Why do some people lose more weight, more rapidly, than others on the South Beach Diet? According to Dr. Agatston, people who gained their excess weight as adults and whose weight gain is largely around the belly, lose weight fastest. Central obesity, where excess weight is concentrated around the midsection, is a warning sign for present or future heart problems. If you’re losing weight at a slower-than-expected pace, don’t despair. Research shows that toorapid weight loss can cause you to lose lean body mass-not just fat-which can decrease your metabolic rate and increase your risk of plateauing and yo-yoing as you diet.

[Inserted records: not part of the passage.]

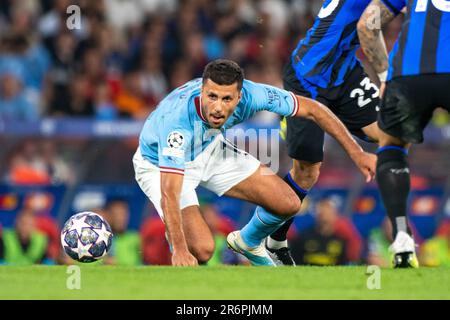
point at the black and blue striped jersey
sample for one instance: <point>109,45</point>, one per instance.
<point>325,57</point>
<point>423,46</point>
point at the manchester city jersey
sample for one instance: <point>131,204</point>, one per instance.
<point>177,132</point>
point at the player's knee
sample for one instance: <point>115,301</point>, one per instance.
<point>204,251</point>
<point>291,206</point>
<point>306,174</point>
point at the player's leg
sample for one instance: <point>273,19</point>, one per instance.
<point>404,113</point>
<point>276,201</point>
<point>304,139</point>
<point>198,236</point>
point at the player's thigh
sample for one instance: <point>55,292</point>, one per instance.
<point>198,236</point>
<point>440,83</point>
<point>304,140</point>
<point>268,191</point>
<point>148,178</point>
<point>356,104</point>
<point>372,131</point>
<point>407,108</point>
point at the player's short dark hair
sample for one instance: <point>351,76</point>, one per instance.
<point>224,72</point>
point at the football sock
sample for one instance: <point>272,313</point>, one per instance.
<point>275,245</point>
<point>260,226</point>
<point>280,234</point>
<point>393,179</point>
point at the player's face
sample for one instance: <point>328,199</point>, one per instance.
<point>219,102</point>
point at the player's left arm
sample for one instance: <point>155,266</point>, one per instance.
<point>370,25</point>
<point>331,124</point>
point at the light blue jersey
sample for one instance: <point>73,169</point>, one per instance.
<point>176,132</point>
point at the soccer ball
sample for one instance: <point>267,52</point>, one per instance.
<point>86,237</point>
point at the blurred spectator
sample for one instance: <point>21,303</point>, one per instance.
<point>220,227</point>
<point>130,100</point>
<point>103,105</point>
<point>22,170</point>
<point>125,250</point>
<point>332,241</point>
<point>39,204</point>
<point>76,101</point>
<point>435,252</point>
<point>24,245</point>
<point>14,103</point>
<point>154,244</point>
<point>39,164</point>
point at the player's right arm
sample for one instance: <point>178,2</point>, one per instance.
<point>174,142</point>
<point>171,184</point>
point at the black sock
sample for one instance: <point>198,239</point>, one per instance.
<point>281,233</point>
<point>394,183</point>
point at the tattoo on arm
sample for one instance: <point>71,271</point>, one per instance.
<point>374,18</point>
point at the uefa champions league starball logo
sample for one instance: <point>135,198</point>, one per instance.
<point>175,140</point>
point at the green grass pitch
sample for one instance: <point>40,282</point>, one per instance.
<point>222,283</point>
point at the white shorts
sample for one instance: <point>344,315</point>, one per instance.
<point>217,168</point>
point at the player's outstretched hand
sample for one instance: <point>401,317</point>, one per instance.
<point>366,163</point>
<point>183,258</point>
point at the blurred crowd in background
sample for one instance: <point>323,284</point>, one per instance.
<point>121,61</point>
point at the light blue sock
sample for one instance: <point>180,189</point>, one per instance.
<point>262,224</point>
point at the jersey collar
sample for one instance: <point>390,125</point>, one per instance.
<point>198,108</point>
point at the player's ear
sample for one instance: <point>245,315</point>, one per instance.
<point>240,95</point>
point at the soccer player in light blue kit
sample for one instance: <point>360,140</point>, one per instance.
<point>182,146</point>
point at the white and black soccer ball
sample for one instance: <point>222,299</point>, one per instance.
<point>175,140</point>
<point>86,237</point>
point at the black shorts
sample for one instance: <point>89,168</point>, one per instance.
<point>355,103</point>
<point>409,102</point>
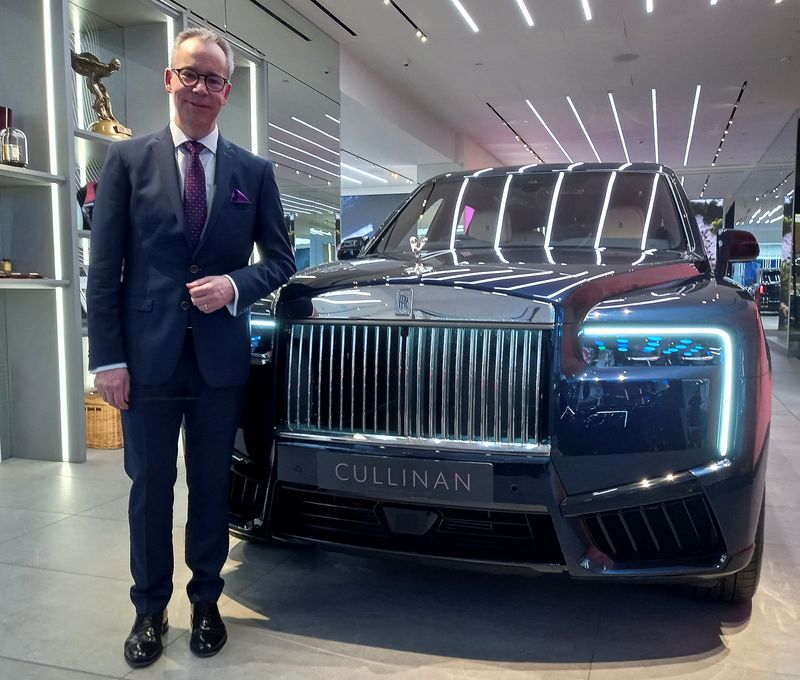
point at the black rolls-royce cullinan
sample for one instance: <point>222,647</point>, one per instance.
<point>534,367</point>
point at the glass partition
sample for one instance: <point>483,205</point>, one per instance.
<point>303,143</point>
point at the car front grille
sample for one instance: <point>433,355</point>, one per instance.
<point>444,383</point>
<point>460,533</point>
<point>679,529</point>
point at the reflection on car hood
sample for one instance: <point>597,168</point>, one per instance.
<point>576,278</point>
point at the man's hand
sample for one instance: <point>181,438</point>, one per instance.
<point>211,293</point>
<point>114,386</point>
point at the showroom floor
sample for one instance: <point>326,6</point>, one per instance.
<point>302,613</point>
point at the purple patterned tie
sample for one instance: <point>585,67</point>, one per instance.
<point>194,193</point>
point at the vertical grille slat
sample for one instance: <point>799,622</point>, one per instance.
<point>450,383</point>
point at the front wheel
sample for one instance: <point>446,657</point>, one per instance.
<point>741,586</point>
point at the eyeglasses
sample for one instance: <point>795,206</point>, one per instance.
<point>190,78</point>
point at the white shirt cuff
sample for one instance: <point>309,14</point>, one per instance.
<point>233,305</point>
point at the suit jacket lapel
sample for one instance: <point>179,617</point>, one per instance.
<point>164,154</point>
<point>225,160</point>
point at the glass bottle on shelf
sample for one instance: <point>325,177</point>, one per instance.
<point>13,142</point>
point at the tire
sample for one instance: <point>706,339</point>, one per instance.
<point>741,586</point>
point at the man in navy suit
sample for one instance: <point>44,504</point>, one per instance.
<point>170,283</point>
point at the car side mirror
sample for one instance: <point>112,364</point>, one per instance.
<point>734,245</point>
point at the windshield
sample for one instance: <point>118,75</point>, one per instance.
<point>557,209</point>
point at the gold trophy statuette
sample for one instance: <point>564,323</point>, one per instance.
<point>88,65</point>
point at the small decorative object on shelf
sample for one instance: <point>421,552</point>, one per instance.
<point>88,65</point>
<point>13,142</point>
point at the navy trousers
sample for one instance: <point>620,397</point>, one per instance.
<point>151,427</point>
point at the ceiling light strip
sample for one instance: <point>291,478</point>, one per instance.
<point>301,199</point>
<point>583,127</point>
<point>526,14</point>
<point>394,173</point>
<point>419,32</point>
<point>465,15</point>
<point>728,126</point>
<point>691,125</point>
<point>297,160</point>
<point>309,125</point>
<point>334,18</point>
<point>655,121</point>
<point>549,131</point>
<point>366,174</point>
<point>619,127</point>
<point>307,153</point>
<point>516,134</point>
<point>305,139</point>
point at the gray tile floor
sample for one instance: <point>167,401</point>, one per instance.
<point>303,613</point>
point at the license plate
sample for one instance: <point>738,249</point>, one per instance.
<point>405,478</point>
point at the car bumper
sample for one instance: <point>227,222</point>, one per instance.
<point>504,510</point>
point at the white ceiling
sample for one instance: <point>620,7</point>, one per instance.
<point>623,50</point>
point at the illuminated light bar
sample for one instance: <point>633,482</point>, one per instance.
<point>525,13</point>
<point>655,122</point>
<point>305,139</point>
<point>728,126</point>
<point>310,201</point>
<point>602,221</point>
<point>307,153</point>
<point>316,129</point>
<point>310,165</point>
<point>366,174</point>
<point>583,127</point>
<point>465,15</point>
<point>549,131</point>
<point>691,125</point>
<point>619,126</point>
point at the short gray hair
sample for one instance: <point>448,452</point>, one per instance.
<point>206,35</point>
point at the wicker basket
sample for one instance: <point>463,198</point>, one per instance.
<point>103,423</point>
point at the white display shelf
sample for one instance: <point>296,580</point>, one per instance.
<point>32,284</point>
<point>12,176</point>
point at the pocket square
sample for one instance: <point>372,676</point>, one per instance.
<point>238,197</point>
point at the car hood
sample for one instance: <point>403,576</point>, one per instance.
<point>571,279</point>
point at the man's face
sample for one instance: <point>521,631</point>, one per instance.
<point>196,109</point>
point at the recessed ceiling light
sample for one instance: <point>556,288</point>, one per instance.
<point>583,127</point>
<point>691,126</point>
<point>525,12</point>
<point>619,127</point>
<point>549,131</point>
<point>463,12</point>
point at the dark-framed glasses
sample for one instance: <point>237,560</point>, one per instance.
<point>190,77</point>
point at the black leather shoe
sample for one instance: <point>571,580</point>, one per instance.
<point>208,630</point>
<point>143,645</point>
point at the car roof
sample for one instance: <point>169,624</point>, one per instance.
<point>534,168</point>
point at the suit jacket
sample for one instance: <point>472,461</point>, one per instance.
<point>139,306</point>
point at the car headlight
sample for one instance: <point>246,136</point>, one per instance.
<point>623,352</point>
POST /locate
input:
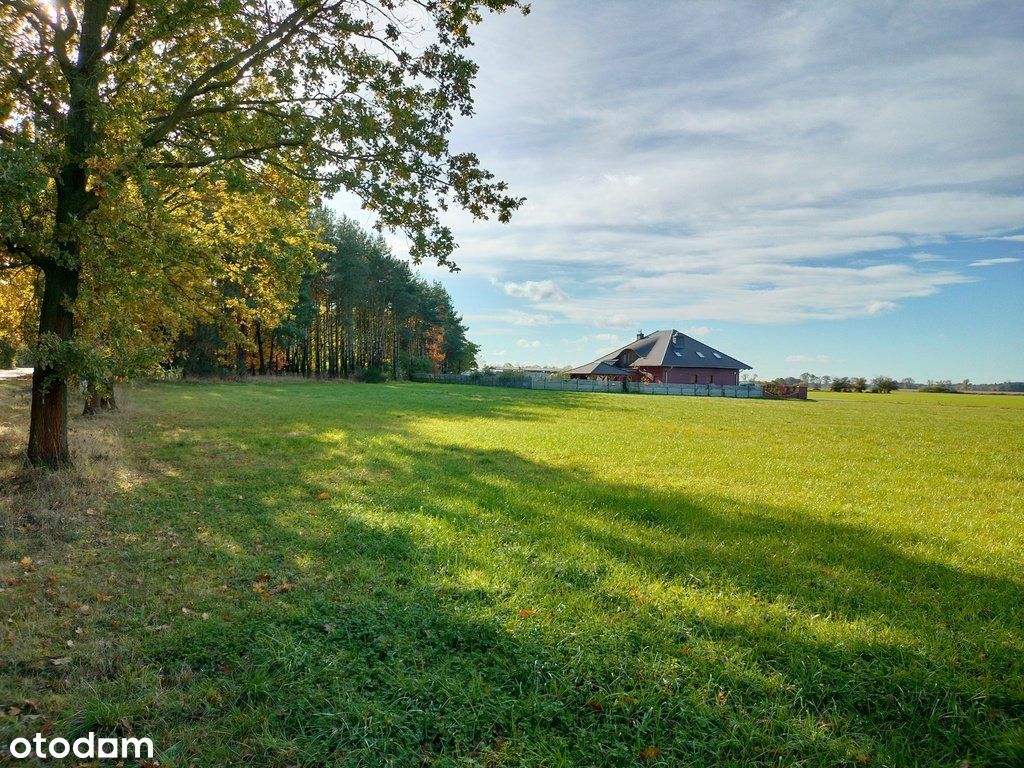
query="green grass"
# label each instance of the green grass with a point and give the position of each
(504, 578)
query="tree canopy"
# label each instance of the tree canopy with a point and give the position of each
(152, 152)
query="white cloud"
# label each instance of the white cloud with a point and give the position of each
(808, 358)
(543, 290)
(993, 262)
(878, 307)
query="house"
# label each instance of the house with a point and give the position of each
(665, 357)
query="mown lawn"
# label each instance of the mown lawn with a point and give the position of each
(333, 574)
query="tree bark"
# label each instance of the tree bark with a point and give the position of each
(92, 399)
(48, 416)
(48, 420)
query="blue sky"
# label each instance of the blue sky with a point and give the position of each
(835, 187)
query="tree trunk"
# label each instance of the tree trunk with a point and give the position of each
(107, 399)
(48, 426)
(92, 399)
(48, 420)
(259, 347)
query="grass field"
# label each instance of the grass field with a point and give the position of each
(314, 574)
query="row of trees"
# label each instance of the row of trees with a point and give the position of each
(887, 384)
(360, 312)
(160, 162)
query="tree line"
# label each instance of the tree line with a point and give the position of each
(160, 163)
(360, 312)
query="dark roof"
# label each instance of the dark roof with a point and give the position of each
(668, 349)
(600, 368)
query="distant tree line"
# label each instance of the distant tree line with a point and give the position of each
(360, 313)
(885, 384)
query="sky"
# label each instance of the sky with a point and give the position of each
(825, 187)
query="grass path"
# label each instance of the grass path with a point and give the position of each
(315, 574)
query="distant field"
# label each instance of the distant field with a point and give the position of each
(310, 574)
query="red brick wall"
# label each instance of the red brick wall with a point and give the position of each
(686, 375)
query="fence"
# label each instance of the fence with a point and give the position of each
(588, 385)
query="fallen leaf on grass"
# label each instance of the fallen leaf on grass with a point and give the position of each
(651, 753)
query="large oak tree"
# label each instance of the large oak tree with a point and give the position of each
(161, 107)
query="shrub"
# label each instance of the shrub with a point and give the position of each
(841, 384)
(884, 384)
(7, 353)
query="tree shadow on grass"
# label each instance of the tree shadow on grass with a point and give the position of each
(446, 605)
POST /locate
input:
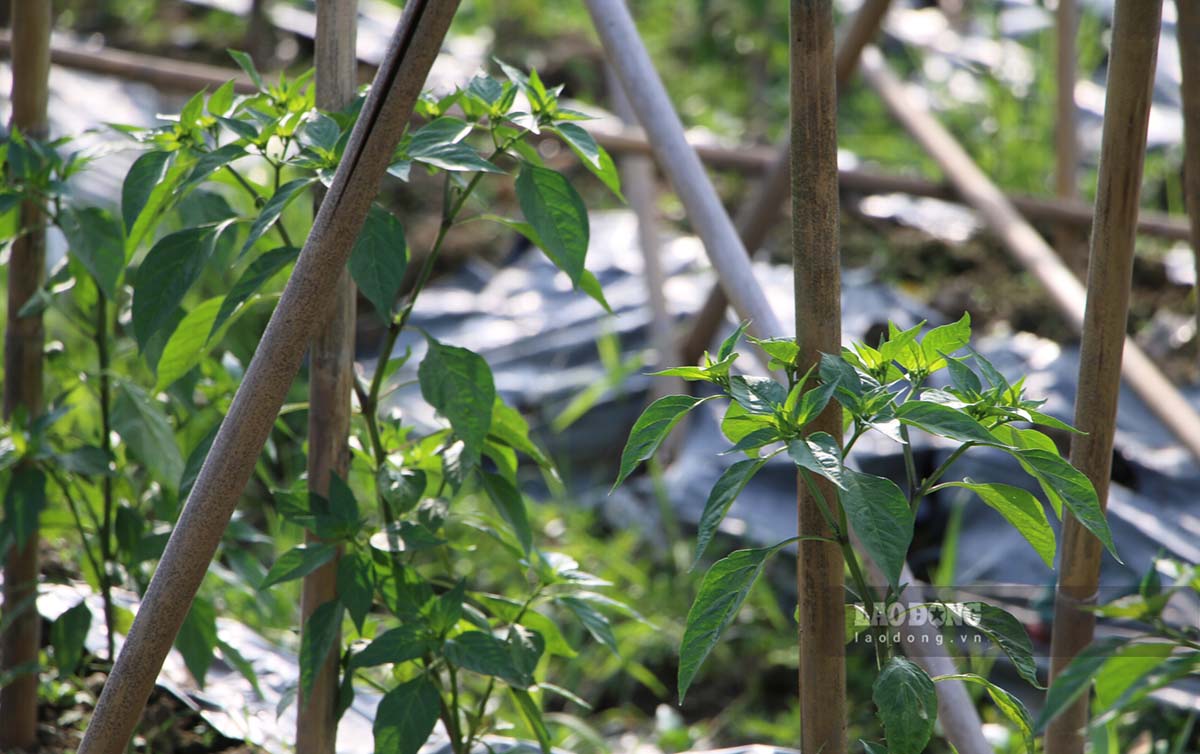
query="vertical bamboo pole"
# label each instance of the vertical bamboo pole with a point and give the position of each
(1188, 31)
(816, 264)
(23, 371)
(1067, 238)
(304, 305)
(1135, 29)
(330, 381)
(759, 213)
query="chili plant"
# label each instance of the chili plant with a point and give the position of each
(882, 389)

Slow and steady weight loss is more likely to result in permanent weight loss.

Don't Skimp On Salt

If you're feeling tired, achy, or just plain sluggish, try adding salt to your diet to help maintain body fluid. When cutting back on carbs in Phase 1, it's possible to lose body fluid and experience dehydration, as well as hypoglycemia (too-low blood sugar). Once the body adjusts, however, energy levels increase. Until then, Dr. Agatston recommends getting plenty of fluid (eight glasses of water a day), eating low glycemic carbs, and adding salt to your diet to restore energy.

Spice Up Your Diet

What's the key to dieting success? We've found that the most successful dieters are the ones who try every recipe imaginable and take advantage of all the foods and ingredients permitted. They also make interesting use of herbs and spices - especially the more intensely flavored ones, such as horseradish, hot peppers, garlic, cinnamon, and nutmeg.